“You can refuse to believe until your dick comes liquid gold, bruh. That’s not going to change facts. You have no fucking idea what my relationship with my parents is like.”
“Clearly,” he snarked, “it’s shit.”
I sat back and gritted my teeth, trying not to grind them down into nubs because technically, I needed them to eat and chirp. And to tell his guy what a dick he was. I took a deep breath and counted to ten. When that didn’t work, I counted to twenty. That also didn’t work, so I tried it in French. Then in Russian.
After Japanese and Cantonese, my heart was no longer racing.
“You’re not wrong,” I finally said.
“Sorry?” he asked, a little too loud, which instantly pissed me off.
I didn’t call him on it. I just lowered my voice and hoped he’d follow suit. “My relationship with my parents? It’s shit. Fora good reason. But if I had known what was going on, I would have been here.”
He grunted like he didn’t believe me, but luckily, he kept his mouth shut, so I didn’t have to threaten to kick his ass in the parking lot. Which wouldn’t have gone my way, I was pretty sure, though I had won plenty of drunken bar fights in my rookie years.
The drive only took another five minutes before I felt the car start to slow, and then Alexio turned into a parking lot, rolled forward a few hundred feet, then stopped.

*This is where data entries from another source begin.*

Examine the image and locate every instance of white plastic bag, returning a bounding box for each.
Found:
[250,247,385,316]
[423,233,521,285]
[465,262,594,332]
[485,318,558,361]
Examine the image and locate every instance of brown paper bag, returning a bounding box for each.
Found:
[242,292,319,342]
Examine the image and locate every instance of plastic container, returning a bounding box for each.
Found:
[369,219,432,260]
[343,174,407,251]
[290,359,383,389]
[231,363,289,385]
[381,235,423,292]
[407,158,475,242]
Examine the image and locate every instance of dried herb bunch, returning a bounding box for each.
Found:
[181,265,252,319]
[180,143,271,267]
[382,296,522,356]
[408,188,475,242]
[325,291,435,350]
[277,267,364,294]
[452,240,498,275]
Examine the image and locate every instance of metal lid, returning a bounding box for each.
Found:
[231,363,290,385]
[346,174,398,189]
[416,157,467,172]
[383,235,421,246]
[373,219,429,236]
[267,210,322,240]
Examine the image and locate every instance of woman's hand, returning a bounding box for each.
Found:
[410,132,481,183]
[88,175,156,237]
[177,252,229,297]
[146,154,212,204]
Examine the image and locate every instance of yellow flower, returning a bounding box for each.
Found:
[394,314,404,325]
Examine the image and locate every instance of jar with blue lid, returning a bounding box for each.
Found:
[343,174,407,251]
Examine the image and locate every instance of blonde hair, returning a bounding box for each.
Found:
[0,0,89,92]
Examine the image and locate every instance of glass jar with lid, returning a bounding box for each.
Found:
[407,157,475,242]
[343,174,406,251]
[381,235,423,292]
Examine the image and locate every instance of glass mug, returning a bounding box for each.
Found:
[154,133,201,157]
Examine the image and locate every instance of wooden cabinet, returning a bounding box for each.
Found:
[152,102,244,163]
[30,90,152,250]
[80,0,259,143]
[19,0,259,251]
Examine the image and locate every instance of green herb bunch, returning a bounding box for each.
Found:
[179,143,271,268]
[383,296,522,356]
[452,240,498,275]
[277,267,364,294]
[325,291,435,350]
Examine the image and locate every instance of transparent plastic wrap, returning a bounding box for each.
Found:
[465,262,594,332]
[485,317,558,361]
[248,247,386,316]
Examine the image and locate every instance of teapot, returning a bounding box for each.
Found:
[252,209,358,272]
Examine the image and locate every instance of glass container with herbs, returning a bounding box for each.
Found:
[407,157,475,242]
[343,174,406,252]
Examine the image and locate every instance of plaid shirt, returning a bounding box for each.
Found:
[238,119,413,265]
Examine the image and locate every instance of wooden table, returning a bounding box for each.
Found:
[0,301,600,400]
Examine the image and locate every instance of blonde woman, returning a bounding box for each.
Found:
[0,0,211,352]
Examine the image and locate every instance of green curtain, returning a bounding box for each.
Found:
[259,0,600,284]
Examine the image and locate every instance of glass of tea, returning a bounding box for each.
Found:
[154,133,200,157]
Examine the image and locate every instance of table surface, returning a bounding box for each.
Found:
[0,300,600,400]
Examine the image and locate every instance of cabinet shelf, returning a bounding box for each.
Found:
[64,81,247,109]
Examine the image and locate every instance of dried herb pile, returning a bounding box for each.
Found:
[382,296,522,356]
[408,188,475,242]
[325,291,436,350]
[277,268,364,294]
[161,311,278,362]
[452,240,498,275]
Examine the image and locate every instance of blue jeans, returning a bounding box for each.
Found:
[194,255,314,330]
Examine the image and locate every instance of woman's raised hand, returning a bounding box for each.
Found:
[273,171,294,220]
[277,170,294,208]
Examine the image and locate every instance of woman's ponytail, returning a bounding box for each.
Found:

“So, you’ll have to help me get him to his place.”
“You can’t do it?” he asked, sounding annoyed.
“Well, no. I don’t know where he lives, and I don’t trust him to tell me. I don’t want to spend the night trying his key in every door, and?—”
“Fuck’s sake. Fine.” The car rolled forward again, and then I felt it turn into a parking spot, where he threw it in park and turned it off.
Fucker.
I unbuckled myself, then got my dad’s undone too. By the time I was standing at the curb with my hand on his arm, the mood had shifted to something a little less hostile. Not by much, but manageable.
“How can I give you proper directions?” Alexio asked gruffly.
“Is that rhetorical, or…”
“So you don’t get lost next time,” he clarified.
Oh. Well. I cleared my throat. “Just lead the way, I guess. If you see any landmarks, let me know.”
“Landmarks.”
“Mailboxes or…I don’t know, bushes or whatever. Something I can touch.”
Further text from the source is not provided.